Die Bürde des Peaktime-Sets
Wer im Mixed Munich Arts um fünf Uhr ein verlängertes Closing Set spielt, der darf mit einigen Wassern gewaschen sein und muss durchaus auch eine gewisse Kompromisslosigkeit an den Tag legen. Wenn das einer aktuell kann, dann ist das Rodhad, der erst mitten in der Nacht mit einem verspäteten Flieger aus Bogota (Kolumbien) gelandet ist. Und dennoch: „Die Uhrzeit ist für mich kein Problem, ich komme gerade von einigen Tagen in Südamerika und da wäre es jetzt 11 Uhr abends“, wägt der Ost-Berliner Mike Bierbach alias Rodhad die späte Uhrzeit ab. Rodhad ist eine Erfolgsgeschichte, wie auch sein Label Dystopian, das sich vom Freundeskreis zum international gefeierten Imprint entwickelt hatte. Früher zusammen auf der Couch, heute zusammen um die Welt – dieses Wissen, woher alles entstanden ist, lässt Rodhad in nahezu jeder Aussage deutlich werden.

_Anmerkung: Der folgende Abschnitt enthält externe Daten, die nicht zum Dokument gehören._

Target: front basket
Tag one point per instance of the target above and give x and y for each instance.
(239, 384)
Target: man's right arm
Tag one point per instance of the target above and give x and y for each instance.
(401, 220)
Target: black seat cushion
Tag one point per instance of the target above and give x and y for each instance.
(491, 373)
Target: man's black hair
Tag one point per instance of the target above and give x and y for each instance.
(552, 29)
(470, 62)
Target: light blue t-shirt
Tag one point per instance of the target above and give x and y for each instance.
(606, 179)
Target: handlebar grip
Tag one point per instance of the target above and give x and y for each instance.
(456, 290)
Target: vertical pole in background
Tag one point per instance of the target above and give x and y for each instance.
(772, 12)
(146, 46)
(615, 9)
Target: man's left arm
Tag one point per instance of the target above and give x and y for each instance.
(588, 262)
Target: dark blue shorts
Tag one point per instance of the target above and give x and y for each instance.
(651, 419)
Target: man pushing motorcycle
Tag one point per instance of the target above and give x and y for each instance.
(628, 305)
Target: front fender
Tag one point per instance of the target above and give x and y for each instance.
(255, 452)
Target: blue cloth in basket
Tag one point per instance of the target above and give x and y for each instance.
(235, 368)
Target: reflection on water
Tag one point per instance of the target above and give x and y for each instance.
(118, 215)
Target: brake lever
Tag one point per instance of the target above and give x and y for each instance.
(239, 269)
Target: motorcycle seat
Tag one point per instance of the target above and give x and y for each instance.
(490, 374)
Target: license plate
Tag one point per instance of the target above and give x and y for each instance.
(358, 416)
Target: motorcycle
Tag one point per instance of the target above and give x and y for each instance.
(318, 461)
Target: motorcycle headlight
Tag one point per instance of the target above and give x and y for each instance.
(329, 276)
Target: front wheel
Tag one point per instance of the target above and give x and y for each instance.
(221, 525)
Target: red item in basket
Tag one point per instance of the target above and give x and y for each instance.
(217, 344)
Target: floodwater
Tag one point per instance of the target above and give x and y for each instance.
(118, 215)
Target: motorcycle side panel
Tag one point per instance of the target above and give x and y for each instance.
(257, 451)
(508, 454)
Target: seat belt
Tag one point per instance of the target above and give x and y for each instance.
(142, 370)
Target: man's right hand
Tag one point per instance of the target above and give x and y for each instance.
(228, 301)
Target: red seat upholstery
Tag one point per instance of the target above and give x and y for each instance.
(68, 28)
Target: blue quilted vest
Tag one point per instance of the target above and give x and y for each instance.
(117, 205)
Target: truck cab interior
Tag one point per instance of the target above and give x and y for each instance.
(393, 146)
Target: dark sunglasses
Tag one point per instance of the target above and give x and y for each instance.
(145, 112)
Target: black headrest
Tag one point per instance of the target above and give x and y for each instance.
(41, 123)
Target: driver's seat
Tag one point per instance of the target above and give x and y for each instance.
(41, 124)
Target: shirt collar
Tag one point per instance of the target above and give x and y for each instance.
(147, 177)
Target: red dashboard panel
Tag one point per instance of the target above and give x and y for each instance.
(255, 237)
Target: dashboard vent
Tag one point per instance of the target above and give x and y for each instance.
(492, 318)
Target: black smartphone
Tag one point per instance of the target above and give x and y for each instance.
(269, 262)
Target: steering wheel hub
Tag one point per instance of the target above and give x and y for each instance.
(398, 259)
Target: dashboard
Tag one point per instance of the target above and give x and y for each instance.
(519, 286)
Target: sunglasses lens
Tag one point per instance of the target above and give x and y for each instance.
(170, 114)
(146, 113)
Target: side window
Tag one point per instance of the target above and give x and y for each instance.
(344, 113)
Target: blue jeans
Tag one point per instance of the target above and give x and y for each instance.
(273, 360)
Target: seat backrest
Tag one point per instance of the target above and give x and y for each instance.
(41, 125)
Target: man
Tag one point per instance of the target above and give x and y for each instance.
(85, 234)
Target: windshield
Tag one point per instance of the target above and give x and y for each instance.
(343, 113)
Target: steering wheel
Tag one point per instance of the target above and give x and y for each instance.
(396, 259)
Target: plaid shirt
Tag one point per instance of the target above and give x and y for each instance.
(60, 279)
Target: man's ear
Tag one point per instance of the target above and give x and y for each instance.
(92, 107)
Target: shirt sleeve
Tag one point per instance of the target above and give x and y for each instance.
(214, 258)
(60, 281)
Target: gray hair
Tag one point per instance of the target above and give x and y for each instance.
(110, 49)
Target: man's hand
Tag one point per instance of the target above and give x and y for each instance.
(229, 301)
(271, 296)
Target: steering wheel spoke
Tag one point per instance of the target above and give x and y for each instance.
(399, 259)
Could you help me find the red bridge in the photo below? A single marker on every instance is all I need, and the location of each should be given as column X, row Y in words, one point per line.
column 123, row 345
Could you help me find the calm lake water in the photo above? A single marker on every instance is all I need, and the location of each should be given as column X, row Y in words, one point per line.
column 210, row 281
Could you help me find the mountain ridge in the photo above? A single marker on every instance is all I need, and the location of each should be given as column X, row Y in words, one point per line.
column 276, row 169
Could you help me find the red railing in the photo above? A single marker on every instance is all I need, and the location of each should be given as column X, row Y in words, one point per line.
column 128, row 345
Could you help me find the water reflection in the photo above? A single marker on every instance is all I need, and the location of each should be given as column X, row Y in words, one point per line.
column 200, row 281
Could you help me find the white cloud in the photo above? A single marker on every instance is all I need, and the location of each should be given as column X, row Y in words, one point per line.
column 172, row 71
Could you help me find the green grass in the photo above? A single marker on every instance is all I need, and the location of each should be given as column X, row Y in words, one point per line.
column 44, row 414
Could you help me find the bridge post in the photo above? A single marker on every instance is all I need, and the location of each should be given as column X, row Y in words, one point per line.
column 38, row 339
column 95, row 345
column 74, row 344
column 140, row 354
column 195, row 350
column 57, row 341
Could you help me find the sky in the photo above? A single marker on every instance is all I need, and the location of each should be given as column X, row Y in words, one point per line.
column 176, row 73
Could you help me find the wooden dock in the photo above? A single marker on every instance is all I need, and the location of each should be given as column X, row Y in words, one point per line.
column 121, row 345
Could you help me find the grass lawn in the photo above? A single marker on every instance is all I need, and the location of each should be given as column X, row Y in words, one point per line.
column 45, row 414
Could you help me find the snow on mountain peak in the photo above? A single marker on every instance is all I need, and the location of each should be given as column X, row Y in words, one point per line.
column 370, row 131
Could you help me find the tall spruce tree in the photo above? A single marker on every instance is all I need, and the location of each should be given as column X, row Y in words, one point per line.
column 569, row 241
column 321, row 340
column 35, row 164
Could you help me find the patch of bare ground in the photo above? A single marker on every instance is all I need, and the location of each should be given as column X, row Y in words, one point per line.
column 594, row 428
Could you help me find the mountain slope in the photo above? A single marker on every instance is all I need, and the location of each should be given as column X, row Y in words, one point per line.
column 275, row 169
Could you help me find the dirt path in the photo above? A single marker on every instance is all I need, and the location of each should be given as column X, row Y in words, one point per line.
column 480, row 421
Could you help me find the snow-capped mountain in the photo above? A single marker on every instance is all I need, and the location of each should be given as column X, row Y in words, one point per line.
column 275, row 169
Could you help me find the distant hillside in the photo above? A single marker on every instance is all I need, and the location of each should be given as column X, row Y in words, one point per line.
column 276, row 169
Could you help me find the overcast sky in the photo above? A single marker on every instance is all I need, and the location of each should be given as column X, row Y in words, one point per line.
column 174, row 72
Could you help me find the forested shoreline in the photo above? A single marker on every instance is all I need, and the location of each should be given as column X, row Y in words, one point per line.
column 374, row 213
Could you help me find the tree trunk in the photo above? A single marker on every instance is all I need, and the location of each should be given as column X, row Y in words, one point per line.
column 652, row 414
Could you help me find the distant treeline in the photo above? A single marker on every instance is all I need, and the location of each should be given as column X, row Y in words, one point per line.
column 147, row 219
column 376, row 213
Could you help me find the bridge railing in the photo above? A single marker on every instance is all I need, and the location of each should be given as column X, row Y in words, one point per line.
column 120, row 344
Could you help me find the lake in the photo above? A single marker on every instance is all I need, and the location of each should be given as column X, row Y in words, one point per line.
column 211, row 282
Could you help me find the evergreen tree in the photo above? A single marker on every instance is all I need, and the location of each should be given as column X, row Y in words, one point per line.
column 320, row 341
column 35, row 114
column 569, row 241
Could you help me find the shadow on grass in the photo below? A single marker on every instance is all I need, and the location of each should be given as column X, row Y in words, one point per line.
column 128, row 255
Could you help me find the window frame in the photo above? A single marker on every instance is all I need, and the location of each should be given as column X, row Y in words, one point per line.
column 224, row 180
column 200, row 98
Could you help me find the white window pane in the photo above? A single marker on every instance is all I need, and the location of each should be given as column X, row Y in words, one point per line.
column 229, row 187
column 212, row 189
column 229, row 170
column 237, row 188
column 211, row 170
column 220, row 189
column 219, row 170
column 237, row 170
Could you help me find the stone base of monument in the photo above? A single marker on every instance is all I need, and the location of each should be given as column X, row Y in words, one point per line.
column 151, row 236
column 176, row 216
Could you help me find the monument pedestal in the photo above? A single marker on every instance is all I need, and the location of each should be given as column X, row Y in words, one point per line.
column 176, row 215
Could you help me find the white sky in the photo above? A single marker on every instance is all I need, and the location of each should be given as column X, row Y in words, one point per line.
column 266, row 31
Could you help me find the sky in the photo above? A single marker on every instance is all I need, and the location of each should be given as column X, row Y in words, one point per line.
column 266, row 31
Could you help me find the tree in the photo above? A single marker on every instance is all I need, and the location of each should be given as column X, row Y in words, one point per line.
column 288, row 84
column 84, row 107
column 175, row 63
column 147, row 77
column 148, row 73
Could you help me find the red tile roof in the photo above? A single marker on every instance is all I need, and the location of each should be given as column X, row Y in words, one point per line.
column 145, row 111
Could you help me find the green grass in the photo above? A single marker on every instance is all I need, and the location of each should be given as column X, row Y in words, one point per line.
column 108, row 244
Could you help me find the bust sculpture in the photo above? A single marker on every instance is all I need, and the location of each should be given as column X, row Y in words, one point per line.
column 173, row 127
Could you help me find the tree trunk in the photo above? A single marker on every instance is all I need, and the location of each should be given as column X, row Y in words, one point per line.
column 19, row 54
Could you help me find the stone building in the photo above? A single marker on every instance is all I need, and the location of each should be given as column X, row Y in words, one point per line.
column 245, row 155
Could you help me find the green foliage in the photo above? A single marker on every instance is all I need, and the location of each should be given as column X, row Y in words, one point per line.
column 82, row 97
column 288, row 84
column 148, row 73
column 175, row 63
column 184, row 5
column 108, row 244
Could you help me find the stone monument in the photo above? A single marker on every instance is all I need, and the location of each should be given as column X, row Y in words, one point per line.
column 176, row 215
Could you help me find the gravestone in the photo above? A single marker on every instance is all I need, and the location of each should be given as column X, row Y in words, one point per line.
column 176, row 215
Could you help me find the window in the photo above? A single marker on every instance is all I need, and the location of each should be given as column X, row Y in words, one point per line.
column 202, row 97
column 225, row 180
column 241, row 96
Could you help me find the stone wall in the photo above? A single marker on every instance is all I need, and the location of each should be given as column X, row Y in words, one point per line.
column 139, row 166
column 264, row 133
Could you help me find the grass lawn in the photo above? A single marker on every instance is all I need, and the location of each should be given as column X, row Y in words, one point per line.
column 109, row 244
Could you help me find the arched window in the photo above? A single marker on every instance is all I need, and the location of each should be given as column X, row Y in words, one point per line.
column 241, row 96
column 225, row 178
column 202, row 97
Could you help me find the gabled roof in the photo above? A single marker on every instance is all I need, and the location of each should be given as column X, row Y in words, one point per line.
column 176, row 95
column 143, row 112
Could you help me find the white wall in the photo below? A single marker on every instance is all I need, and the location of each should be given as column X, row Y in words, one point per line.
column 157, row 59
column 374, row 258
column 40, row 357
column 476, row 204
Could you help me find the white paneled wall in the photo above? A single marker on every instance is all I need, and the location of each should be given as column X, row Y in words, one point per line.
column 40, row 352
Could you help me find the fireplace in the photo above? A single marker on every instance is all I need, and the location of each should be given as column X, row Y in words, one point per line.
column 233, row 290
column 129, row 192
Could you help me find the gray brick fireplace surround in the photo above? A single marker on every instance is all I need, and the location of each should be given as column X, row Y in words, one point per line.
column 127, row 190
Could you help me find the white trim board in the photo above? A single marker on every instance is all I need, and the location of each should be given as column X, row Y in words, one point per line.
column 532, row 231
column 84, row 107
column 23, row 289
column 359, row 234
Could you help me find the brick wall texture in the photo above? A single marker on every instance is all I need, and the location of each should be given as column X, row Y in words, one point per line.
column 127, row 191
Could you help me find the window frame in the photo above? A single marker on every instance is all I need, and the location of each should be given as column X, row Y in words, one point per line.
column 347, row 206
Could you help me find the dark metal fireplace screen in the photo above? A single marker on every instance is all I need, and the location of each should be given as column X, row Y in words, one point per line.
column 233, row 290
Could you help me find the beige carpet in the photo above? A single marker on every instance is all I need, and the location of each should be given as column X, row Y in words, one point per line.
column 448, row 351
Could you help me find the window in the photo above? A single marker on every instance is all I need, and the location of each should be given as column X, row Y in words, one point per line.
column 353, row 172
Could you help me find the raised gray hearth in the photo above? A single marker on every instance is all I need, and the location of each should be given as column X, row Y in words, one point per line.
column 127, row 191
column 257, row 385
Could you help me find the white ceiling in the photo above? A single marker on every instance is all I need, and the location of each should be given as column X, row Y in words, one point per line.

Dieser Mann ist geerdet, ohne jeden Zweifel. So wundert es auch nicht, dass der tätowierte Herr mit Flatcap und Tunnels in den Ohren entspannt mit einem Bein wippt, während seine harten Peaktime-Nummern auf 131 bpm durch die heilige Halle des Mixed Munich Arts wummert. Die Sonne steht schon länger über München, als im Mainfloor letztlich die Lichter ausgehen. Diese Nacht, die gerade durch ein etwas fokussiertes Publikum als bei vergleichbaren Acts wie Maceo Plex oder Tale Of Us auffällig war, schreit nach einer Wiederholung. Und da Rodhad am Samstag nicht zum ersten Mal im Mixed Munich Arts zu Gast war, wird dieser Schrei sicherlich gehört werden.